Quand on part à la pêche au thon, on ne sait pas si le poisson va mordre, ni à quelle heure on va revenir au quai.
Lors de ma première expérience en octobre 2021, le départ s’est fait à 17h et le retour à 9h30 le lendemain matin, sans capture. Un aiguillat (petit requin) avait causé une certaine excitation à bord en mordant à l’hameçon mais il a vite été relâché. C’était tout de même impressionnant.
À bord du Baby Doll VI
Au début septembre cette année, les frères James et John Stewart, m’ont accueillie à bord du Baby Doll VI pour une deuxième tentative. Le nom émoustillant du bateau vient de son ancien propriétaire, me dit le capitaine James, sourire en coin. Un autre pêcheur, Raymond Lanteigne, complète l’équipage.
Chaque capture exige un permis et les pêcheurs offrent leurs services à son détenteur, Charles Roy dans ce cas-ci, qui doit être à bord selon le règlement. Nous accompagne aussi Olivier Gagnon, un vidéaste qui propose des capsules vidéo sur sa chaîne YouTube.
On quitte le quai de Miscou vers 17h30 et la soirée s’annonce magnifique. Après quelques minutes de navigation, les pêcheurs s’activent à prendre du maquereau qui servira d’appât. Le maquereau n’est pas très abondant, la pêche commerciale en a même été interdite cette année, et la quinzaine de prises sera utilisée avec parcimonie.

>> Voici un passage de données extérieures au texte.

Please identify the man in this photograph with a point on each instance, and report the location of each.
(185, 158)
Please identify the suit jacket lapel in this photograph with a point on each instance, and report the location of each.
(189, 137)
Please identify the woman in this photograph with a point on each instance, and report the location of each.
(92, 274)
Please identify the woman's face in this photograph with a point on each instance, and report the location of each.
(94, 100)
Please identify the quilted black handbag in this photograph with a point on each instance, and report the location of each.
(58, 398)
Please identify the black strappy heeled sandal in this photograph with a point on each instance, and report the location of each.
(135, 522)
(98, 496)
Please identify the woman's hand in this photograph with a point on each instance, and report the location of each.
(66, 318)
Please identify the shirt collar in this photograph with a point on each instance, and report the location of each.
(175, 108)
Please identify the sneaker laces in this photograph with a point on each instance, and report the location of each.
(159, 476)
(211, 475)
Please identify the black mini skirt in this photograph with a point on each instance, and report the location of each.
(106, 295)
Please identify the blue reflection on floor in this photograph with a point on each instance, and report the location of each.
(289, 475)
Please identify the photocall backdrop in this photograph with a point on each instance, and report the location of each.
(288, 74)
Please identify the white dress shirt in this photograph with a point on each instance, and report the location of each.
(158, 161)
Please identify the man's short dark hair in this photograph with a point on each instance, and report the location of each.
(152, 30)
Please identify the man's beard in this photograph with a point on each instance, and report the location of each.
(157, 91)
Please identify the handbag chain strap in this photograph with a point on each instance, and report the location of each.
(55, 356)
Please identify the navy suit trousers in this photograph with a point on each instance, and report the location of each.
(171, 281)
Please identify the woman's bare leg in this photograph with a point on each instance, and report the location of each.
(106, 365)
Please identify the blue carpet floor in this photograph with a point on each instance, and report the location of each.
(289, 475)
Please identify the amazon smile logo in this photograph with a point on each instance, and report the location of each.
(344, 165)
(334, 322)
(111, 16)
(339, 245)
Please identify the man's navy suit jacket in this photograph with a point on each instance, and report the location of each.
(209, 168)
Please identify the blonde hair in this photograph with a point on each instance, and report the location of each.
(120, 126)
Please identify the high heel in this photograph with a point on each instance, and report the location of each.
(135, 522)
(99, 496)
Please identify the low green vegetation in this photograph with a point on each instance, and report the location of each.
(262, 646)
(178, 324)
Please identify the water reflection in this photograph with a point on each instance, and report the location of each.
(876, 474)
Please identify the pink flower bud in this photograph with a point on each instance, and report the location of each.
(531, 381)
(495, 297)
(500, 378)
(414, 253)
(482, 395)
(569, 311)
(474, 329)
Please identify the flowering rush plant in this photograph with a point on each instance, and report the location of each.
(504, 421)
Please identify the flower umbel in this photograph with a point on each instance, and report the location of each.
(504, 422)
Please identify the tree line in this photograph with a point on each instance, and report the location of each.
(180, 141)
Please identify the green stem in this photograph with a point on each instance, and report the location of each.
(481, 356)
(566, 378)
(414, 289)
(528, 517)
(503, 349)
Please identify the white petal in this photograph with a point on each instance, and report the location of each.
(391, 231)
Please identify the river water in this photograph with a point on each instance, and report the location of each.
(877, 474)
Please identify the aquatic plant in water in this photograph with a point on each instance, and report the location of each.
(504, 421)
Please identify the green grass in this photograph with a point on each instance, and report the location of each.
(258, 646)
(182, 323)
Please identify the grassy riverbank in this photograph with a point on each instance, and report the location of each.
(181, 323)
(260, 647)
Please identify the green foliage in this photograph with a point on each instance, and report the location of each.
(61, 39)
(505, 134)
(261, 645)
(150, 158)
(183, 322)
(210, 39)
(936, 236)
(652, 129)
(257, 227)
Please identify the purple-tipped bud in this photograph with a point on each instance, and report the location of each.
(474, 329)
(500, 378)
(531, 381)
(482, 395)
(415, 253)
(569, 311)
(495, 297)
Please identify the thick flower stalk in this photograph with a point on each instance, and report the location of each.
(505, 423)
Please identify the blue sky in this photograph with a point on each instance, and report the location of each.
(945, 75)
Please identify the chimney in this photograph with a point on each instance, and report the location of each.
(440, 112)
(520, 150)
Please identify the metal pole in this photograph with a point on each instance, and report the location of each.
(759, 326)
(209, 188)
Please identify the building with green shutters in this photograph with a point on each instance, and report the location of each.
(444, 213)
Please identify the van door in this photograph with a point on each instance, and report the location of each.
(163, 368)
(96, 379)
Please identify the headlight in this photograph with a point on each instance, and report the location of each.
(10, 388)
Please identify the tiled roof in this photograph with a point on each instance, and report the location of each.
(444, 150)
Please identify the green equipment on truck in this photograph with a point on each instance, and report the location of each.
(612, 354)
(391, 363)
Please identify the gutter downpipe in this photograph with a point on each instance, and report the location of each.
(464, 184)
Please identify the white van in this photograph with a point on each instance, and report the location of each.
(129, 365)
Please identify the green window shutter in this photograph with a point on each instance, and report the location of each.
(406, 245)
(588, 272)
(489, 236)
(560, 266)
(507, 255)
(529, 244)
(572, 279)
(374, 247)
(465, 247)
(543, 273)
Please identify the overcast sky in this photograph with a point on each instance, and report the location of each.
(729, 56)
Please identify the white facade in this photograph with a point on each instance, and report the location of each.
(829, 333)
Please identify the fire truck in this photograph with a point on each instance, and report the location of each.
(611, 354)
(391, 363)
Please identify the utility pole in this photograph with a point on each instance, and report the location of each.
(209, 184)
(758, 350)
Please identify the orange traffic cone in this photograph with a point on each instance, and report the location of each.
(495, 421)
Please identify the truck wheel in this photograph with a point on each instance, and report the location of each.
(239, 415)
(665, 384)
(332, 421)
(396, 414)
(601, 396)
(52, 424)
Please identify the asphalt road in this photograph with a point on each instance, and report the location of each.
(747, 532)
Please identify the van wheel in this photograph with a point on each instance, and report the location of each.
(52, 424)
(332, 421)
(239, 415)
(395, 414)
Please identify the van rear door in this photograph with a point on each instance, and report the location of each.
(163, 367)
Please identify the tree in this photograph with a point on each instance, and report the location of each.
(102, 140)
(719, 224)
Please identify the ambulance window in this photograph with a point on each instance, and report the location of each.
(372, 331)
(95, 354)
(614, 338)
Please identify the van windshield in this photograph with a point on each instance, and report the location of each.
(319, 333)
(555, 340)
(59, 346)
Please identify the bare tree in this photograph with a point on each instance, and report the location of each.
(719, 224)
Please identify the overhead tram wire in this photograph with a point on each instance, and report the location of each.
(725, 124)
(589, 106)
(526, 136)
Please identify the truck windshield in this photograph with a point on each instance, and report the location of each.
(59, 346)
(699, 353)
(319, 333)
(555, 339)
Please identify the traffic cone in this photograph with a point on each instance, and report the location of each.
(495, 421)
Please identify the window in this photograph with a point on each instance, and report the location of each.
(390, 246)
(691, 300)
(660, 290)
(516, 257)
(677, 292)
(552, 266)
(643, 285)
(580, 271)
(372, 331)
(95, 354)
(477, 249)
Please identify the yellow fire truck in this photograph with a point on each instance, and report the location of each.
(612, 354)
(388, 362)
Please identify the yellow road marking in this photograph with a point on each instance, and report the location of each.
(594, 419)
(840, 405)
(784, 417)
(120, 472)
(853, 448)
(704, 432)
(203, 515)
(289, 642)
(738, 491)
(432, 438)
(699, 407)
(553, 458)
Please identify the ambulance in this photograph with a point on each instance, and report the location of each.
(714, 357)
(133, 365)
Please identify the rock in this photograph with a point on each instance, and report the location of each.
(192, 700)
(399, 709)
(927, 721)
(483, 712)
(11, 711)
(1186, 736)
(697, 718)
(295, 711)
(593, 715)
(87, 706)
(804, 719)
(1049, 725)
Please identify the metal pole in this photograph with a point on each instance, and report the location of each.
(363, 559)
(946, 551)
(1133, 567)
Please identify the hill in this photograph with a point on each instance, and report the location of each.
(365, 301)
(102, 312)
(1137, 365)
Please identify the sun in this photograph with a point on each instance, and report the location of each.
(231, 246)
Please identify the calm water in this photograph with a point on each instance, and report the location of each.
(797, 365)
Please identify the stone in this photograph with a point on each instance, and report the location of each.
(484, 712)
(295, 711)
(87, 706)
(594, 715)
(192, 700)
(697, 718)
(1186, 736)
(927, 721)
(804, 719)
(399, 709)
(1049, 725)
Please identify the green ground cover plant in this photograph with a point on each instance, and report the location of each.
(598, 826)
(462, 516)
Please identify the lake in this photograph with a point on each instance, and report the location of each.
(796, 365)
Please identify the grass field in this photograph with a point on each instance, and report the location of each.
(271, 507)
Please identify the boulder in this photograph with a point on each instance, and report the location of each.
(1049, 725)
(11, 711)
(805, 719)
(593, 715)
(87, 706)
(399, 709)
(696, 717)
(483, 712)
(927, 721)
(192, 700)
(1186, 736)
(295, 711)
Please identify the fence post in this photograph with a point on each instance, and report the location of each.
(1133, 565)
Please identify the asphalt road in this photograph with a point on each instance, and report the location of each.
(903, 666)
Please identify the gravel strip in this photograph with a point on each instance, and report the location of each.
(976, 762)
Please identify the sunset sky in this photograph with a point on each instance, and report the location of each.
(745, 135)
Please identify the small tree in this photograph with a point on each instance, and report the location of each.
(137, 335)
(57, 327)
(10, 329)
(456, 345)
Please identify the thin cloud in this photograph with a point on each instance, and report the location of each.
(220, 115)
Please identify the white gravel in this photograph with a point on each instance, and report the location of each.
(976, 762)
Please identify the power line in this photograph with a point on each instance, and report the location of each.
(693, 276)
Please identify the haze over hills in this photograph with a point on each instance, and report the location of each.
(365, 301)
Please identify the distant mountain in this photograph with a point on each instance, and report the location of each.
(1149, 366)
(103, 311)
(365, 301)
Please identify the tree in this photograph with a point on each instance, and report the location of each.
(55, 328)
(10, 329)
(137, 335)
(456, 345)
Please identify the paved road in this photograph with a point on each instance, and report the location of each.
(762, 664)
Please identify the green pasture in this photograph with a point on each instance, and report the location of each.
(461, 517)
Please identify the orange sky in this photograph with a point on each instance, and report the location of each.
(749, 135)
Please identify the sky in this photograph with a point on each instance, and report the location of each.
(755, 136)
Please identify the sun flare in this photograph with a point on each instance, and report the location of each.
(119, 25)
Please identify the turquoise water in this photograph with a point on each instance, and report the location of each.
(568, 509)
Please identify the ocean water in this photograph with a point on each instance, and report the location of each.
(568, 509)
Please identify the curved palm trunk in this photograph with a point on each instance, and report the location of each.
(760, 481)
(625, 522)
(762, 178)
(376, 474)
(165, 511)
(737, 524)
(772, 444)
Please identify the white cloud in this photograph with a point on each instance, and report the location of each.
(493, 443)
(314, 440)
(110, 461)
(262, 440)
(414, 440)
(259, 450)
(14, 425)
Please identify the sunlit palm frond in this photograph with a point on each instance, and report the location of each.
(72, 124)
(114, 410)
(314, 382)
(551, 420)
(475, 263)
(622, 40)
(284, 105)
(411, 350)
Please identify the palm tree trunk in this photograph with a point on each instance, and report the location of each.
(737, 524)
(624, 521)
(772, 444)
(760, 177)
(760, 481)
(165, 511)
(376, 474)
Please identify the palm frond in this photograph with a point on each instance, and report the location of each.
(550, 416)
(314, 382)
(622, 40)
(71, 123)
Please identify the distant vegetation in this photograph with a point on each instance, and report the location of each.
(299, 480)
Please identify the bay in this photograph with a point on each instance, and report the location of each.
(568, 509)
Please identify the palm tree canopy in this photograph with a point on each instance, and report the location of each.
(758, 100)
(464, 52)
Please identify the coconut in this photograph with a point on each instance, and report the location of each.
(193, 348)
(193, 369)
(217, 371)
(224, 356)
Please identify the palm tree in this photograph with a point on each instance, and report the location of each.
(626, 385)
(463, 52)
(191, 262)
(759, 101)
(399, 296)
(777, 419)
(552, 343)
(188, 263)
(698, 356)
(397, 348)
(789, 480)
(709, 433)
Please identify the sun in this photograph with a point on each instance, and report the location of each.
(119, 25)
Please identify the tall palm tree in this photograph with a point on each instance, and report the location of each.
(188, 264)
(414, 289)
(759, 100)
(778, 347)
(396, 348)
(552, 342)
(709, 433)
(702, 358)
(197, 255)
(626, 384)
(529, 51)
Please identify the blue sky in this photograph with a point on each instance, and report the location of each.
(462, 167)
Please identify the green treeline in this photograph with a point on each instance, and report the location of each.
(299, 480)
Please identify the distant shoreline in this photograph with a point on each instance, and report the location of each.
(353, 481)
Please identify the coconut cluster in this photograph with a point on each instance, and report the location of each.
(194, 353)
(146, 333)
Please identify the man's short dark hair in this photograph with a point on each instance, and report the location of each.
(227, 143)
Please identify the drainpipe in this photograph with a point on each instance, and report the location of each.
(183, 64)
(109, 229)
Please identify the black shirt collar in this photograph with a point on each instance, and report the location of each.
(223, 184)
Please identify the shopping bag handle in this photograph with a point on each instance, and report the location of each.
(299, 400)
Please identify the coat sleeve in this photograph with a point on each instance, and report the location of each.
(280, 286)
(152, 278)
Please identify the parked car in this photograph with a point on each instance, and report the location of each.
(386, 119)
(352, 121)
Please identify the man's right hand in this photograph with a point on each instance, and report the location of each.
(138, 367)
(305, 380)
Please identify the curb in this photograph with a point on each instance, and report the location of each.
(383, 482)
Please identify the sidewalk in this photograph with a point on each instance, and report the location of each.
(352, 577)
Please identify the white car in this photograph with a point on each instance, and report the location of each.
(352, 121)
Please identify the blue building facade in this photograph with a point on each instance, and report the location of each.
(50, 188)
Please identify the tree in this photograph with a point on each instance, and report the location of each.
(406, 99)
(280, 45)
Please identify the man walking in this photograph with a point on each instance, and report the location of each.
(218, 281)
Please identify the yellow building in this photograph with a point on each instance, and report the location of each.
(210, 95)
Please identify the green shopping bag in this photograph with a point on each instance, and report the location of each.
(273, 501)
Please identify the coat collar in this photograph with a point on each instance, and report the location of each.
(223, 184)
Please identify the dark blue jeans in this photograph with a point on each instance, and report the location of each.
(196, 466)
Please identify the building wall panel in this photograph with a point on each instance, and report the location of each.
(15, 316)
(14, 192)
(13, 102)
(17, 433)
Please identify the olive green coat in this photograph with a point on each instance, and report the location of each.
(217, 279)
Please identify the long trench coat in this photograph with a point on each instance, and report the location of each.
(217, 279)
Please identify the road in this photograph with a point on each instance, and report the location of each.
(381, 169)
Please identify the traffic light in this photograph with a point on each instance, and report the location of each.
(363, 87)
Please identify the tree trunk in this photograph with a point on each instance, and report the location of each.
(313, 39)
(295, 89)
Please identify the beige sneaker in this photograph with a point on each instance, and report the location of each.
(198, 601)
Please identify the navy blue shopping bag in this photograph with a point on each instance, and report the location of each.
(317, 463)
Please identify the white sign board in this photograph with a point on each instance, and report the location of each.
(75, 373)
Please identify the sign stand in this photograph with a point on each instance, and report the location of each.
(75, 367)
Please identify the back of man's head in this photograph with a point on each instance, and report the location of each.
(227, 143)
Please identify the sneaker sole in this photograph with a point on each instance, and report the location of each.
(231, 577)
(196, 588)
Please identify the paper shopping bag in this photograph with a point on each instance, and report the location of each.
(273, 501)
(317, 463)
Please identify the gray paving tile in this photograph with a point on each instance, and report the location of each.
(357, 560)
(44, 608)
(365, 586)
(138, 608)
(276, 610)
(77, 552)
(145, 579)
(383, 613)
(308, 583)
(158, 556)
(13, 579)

« Les temps sont durs », soupire John. La nuit tombe tranquillement et après un magnifique coucher de soleil, la pleine lune se lève et brille sur la mer. C’est quasiment romantique!
Une nuit en pleine mer
Les loups-marins viennent dérober sournoisement nos pauvres maquereaux au bout de leur ligne. Le thon se fait attendre. Les heures s’égrènent, je commence à douter mais je me tiens coite. Et voilà que vers minuit, la canne à pêche se courbe dangereusement : plus de doute possible, un thon vient de mordre à l’hameçon!
Le combat s’engage et durera deux heures trois minutes exactement.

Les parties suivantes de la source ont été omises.